«Крепче за баранку держись, шофёр!» (или История о божьем промысле)
Давным-давно, когда страна наша была глубоко аграрной и жители отдалённых поморских селений пешком шли учиться в Москву, в нашей многопрофильной больнице был организован центр экстренной помощи беременным, роженицам и родильницам с экстрагенитальной патологией. Помогали-то мы, в общем, всем подряд, кто в приём приходил – с пропиской или без, в сознании или в отключке. Если и журили словом добрым кого за то, что картошкой торговать приехал, а документы забыл, и орали благим матом на кого, кто в роды на дому игрался, а потом с мёртвым младенцем и ущемлением последа поступал, – так вы не обессудьте. Не то чтобы зарплата у нас маленькая. Нет. Она не маленькая. Она – невидимая, как стафилококк без микроскопа. И не то чтобы у нас дети, жёны, мужья и мы нервные. Нет, конечно же. Во-первых, какая, на хрен, семья?!
«Семья от него отказалась давно – зачем ей такая обуза?
Всё из дому тащит, а в дом – ничего, студент медицинского вуза».
Это ещё с alma mater во всех впиталось.
С врачом – во всяком случае, хирургической специальности – можно жить только по любви. Вот этих популярных и совершенно неведомых мне отношений с врачом не построить. Потому что он будет вскакивать по ночному звонку и нестись неведомо куда, роняя тапки и сбивая домашних. И вам придётся ему верить, что он в роддом, в операционную. А если проверить?.. Ха! А у меня вызов по санавиации. Потому что в нашей многопрофильной больнице организован центр экстренной помощи.

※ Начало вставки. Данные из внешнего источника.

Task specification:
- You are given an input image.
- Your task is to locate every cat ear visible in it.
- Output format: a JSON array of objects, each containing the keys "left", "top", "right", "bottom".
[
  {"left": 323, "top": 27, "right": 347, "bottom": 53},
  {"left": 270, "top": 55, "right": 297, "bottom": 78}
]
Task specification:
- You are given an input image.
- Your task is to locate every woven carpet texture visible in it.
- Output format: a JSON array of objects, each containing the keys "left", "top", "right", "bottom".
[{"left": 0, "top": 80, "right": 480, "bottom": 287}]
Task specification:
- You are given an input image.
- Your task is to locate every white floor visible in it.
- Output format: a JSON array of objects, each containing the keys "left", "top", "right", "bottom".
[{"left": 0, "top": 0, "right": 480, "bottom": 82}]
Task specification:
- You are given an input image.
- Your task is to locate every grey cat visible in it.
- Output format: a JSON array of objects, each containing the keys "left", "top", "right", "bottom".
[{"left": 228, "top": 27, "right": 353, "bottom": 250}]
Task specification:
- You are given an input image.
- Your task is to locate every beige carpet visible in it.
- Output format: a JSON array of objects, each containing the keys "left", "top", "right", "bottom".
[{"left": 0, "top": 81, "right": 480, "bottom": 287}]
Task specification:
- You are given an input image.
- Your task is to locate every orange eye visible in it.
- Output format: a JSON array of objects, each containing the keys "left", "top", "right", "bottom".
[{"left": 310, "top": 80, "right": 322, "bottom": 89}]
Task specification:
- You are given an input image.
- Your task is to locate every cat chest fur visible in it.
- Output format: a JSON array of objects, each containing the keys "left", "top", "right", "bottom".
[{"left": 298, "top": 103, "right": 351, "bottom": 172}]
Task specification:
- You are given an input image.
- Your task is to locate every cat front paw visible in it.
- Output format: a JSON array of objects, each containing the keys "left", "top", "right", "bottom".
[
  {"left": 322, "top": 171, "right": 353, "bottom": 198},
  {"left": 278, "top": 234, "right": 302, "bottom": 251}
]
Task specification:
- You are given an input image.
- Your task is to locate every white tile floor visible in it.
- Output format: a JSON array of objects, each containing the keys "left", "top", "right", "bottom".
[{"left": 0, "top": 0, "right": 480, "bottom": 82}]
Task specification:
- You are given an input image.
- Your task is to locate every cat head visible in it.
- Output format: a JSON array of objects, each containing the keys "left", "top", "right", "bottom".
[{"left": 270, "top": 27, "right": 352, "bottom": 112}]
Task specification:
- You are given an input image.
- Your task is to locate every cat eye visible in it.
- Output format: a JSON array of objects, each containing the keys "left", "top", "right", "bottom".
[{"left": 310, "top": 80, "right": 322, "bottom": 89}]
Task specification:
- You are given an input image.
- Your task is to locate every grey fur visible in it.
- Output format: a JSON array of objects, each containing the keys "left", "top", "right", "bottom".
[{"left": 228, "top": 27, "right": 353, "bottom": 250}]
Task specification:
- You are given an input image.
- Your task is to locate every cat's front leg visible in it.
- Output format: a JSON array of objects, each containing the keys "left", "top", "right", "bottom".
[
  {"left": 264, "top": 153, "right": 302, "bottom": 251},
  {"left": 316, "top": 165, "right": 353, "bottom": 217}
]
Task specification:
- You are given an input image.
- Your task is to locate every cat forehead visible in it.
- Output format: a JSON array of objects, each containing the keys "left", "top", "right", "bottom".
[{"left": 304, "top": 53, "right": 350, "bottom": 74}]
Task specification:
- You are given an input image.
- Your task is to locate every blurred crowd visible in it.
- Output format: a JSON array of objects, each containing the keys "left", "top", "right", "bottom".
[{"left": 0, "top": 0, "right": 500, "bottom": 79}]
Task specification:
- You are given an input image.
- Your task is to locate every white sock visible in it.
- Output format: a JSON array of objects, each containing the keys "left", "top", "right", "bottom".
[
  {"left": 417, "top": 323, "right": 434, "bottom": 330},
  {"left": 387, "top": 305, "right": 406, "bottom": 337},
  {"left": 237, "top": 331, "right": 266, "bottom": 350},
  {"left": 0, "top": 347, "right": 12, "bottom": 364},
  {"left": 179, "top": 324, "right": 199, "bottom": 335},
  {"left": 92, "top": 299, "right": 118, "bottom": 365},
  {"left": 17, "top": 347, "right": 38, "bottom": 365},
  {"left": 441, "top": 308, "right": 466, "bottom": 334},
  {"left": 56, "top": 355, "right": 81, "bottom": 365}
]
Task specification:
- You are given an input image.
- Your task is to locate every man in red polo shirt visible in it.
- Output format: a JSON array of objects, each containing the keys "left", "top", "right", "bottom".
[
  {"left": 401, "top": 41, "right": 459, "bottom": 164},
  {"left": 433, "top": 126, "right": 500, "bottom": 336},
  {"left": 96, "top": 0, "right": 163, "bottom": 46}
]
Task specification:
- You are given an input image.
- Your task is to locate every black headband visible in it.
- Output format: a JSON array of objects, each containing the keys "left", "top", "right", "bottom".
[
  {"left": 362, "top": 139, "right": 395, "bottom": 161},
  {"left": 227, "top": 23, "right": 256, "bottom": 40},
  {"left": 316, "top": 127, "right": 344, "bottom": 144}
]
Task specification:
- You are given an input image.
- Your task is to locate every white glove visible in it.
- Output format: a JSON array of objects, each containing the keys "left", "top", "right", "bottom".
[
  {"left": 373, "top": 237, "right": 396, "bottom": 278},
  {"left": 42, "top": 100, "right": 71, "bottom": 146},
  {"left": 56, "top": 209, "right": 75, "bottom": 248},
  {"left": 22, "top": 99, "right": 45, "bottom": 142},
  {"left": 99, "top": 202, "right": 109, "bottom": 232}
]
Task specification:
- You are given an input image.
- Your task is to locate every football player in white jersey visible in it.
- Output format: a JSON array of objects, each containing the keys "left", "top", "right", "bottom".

Кстати, что вы себе представляете, услышав «вызов по санавиации»? Наверняка какую-нибудь приторно-жанровую картинку в духе американских боевиков. Эдакие суровые рыцари в стильных спецодеждах с титановыми саквояжами, забитыми под завязку лекарствами, невзирая на стоимость, отсутствие и процедуры актов списания, быстрым размашистым шагом (непременно синхронно) идут к уже заведённому вертолёту, и холодный ветер треплет воротники лётных курток, и выражение их лиц не позволяет ни на секунду усомниться – этим людям плевать на зарплату и семью! Они рождены спасать, спасать и ещё раз спасать двадцать четыре часа в сутки без сна, пищи и даже воды, демонстрируя в камеру наиболее удачные ракурсы своего красивого тела и нелёгкого, но благородного дела! «Тормоза придумали трусы!» – сурово шутят бравые парни и прекрасные девы с пилотом вертолёта, молодецки похлопывая его по шлемофону. Но, чу! Ещё несколько мгновений, и они сосредоточенно обсуждают стратегию и тактику спасения. Романтика! Местами верная. Но, позвольте, я адаптирую голливудский сценарий к нашим больничным реалиям.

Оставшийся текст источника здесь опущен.